- Language: English
- Subject(s): Paddington rail crash
- Publication date: 1999

= On the Train =

Poem by Gillian Clarke

"On The Train" is a poem by Gillian Clarke. Its chief subject matter is the Paddington rail crash and its aftermath.

The poem imagines commuters on the train heading towards the "bone-ship" and refers to the anxiety of passengers and loved ones alike in the days following the disaster. Clarke uses the technology of 1999 to ground her poem in reality - the mobile phones of the victims lie in the wreckage of the train while their friends and family frantically try to ring them. She quotes the phrase:

"The Vodafone you are calling

May have been switched off.

Please call later."

This everyday phrase takes on a new, more sinister meaning in context. Clarke concludes the poem by taking a lenient view, post-Paddington, of train passengers who make mobile phone calls - they no longer seem irritating, merely essential for reassuring people that they are still alive.

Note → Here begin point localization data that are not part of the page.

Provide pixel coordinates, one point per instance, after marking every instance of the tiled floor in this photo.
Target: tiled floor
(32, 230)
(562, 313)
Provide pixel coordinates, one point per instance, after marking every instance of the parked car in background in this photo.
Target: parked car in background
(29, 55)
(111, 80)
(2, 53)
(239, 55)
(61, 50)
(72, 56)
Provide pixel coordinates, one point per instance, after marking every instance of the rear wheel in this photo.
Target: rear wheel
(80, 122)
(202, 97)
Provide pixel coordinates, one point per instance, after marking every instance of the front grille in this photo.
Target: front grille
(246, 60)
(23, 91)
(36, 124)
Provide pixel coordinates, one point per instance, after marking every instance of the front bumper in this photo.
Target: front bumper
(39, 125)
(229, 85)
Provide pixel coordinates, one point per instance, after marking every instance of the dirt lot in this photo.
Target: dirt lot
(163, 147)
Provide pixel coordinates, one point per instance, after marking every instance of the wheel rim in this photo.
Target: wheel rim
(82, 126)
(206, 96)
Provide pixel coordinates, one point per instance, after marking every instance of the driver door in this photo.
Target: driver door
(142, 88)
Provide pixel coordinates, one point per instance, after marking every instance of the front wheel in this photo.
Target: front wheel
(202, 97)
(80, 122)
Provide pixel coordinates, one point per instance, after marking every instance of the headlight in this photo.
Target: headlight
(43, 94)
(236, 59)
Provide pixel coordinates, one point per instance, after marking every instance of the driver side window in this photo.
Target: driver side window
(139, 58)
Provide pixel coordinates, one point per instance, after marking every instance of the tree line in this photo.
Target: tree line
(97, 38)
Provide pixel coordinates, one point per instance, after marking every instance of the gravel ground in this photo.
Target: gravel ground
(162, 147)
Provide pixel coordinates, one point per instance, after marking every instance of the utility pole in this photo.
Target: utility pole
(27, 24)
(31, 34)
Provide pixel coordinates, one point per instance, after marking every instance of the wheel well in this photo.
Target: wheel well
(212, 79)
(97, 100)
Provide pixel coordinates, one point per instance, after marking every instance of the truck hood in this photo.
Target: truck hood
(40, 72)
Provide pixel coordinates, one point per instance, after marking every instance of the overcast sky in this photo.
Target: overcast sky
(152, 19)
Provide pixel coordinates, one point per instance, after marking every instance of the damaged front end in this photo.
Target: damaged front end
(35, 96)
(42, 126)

This poem was written soon after the mobile phone boom of the late 1990s and as such is one of the first comments on the phenomenon. Two years later, mobile phones would again be closely linked with tragedy during the September 11 attacks.

The poem has been included in the AQA Anthology for study at GCSE alongside several other of Gillian Clarke's poems. It is one of a number of Clarke poems - including "A Difficult Birth" and "The Field-Mouse" - that comment on contemporary events alongside the minutiae of Clarke's own life.